Alexander Calder is born in 1898 in Pennsylvania. He first made a name for himself as a sculptor and then as a painter, but later in life he discovered an enthusiasm for tapestry, after meeting Pierre Baudouin in 1961. It was Baudouin who originally transcribed the first of this artist’s designs, and oversaw their weaving, first of all at the Picard workshop and then at the Gobelins (« Composition »  in 1964-1965), of which he had become the artistic consultant in accordance with Malraux’s desire to see contemporary artists of note collaborate with the Manufactures Nationales.
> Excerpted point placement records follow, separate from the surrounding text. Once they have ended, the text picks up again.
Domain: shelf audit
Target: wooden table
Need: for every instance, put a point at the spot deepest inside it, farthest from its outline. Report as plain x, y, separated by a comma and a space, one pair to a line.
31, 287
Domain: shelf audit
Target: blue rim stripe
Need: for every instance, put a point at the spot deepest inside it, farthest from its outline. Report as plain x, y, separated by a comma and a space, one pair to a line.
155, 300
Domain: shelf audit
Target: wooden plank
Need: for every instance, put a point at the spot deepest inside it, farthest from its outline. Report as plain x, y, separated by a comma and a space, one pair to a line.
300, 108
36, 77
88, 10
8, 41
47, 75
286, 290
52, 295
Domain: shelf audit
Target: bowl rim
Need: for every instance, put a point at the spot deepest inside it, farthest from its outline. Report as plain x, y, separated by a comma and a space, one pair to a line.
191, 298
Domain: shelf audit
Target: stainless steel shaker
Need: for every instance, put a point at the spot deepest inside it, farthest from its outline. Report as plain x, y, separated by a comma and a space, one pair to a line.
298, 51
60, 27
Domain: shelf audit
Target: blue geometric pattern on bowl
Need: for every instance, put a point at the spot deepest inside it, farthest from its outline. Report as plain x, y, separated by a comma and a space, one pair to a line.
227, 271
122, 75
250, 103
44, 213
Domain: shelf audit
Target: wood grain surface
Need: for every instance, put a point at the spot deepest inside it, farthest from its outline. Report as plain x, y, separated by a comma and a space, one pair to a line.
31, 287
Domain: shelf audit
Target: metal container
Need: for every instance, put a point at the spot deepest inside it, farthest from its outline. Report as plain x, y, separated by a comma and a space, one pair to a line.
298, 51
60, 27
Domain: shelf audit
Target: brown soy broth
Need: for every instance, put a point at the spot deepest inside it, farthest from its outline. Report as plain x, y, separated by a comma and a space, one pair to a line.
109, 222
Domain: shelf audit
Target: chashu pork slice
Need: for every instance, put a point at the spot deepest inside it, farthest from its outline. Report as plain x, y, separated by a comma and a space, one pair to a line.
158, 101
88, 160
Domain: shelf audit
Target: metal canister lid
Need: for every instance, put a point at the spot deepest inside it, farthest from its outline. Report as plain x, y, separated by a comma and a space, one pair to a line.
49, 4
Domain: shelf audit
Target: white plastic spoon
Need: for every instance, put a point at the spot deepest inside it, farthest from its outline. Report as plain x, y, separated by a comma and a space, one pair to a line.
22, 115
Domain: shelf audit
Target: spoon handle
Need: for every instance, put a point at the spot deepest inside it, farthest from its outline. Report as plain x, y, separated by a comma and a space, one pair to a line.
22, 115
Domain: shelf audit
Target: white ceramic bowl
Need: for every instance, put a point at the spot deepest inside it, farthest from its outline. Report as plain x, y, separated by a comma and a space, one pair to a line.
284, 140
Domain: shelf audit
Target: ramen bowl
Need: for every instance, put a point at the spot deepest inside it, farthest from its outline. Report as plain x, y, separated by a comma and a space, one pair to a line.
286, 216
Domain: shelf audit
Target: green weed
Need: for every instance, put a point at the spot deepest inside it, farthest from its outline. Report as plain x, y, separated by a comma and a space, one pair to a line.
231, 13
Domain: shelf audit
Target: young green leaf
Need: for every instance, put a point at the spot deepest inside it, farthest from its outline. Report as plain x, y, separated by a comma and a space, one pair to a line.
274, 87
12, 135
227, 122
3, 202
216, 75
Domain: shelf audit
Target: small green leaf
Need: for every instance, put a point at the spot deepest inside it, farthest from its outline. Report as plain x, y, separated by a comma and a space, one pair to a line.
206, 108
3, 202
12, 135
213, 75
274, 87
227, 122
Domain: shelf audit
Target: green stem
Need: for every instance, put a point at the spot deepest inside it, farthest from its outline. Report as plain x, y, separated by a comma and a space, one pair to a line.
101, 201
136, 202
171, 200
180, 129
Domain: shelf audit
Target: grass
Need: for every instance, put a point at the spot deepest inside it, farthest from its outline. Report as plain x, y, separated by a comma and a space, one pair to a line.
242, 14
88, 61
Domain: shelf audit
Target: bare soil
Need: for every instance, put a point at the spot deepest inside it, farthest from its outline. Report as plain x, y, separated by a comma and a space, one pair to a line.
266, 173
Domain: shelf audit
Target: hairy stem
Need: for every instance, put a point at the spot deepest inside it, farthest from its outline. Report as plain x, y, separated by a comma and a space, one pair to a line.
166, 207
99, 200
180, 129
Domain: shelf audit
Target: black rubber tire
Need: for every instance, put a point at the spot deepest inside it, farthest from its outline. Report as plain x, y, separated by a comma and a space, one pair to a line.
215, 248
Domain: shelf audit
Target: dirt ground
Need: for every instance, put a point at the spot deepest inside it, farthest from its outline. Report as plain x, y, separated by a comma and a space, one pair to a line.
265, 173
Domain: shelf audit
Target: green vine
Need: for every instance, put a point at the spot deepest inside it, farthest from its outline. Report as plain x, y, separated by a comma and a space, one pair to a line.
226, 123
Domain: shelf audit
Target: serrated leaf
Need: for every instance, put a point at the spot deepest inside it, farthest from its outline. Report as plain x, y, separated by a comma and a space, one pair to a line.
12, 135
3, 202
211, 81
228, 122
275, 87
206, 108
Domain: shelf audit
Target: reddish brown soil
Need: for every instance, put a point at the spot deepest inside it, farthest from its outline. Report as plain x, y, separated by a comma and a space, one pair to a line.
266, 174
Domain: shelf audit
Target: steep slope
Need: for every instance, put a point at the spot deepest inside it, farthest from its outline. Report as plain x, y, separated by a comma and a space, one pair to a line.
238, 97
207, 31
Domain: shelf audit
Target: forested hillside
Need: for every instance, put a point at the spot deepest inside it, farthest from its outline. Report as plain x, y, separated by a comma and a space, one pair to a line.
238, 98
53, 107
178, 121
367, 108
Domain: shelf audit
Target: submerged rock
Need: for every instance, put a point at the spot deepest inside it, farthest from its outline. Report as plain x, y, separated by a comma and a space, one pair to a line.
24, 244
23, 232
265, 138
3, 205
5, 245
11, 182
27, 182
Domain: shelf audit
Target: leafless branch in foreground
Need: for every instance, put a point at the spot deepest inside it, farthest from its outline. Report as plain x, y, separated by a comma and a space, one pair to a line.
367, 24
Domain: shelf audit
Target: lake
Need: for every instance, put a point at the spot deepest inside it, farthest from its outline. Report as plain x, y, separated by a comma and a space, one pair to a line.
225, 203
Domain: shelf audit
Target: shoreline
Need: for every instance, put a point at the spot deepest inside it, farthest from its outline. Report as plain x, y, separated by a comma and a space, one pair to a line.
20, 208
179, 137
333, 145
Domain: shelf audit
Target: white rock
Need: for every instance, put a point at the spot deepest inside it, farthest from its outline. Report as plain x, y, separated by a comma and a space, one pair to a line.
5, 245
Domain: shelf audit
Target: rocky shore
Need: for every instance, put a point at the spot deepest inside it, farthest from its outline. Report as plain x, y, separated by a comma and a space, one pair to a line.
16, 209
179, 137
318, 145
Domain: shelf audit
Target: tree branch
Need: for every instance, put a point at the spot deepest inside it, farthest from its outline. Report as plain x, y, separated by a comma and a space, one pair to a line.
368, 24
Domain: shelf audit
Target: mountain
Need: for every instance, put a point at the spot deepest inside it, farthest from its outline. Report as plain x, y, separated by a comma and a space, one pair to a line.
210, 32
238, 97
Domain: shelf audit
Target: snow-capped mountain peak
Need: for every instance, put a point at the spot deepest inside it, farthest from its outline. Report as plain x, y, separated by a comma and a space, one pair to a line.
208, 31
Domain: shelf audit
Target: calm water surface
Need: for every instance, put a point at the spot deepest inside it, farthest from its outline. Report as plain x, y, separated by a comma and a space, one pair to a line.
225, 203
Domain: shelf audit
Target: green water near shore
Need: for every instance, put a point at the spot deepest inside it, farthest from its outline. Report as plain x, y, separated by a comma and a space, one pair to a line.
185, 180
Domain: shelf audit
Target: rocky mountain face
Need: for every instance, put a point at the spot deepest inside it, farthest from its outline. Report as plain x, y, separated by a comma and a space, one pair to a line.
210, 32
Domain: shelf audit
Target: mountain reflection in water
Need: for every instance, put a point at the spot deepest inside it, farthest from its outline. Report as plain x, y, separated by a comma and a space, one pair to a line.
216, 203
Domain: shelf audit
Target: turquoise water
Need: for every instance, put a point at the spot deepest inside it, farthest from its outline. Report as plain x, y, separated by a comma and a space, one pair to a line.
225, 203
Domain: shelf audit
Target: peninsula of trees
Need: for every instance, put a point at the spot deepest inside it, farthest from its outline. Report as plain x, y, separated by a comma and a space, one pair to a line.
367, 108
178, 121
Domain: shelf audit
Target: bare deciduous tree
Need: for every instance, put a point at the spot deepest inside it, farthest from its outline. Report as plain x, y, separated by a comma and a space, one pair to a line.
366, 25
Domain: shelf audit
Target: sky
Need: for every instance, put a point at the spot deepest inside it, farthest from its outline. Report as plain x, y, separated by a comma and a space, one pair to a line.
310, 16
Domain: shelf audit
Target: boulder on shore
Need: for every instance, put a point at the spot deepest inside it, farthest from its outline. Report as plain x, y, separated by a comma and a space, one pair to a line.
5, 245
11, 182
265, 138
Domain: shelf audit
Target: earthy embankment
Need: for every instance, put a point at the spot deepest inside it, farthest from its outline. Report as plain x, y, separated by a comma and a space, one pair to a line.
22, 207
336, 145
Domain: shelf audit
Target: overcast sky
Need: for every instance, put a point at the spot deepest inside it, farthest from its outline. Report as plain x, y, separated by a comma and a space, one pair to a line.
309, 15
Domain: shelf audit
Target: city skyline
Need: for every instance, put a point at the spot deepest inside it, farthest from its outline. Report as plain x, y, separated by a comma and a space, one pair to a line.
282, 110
Numerous tapestries of this particular artist would from this point on to the end of his life be woven, most notably at the Pinton workshop. “His compositions in very bright colors of large motifs laid against a plain background are reminiscent of the airiness of his mobiles’’ (M. Jarry, Tapestry, art du XXe siècle, 1974). Of the tens of cartoons by Calder which were woven in Aubusson. We can recognize the abstract motifs and primary colors typical of the artist’s work, here associated with black (the spirals and “pebbles”), white and a rather more unusual pearl-grey which opens up an ample open space . One can also see here an echo of the standing vertical mobiles also created by the artist with their balancing spiral pendulum.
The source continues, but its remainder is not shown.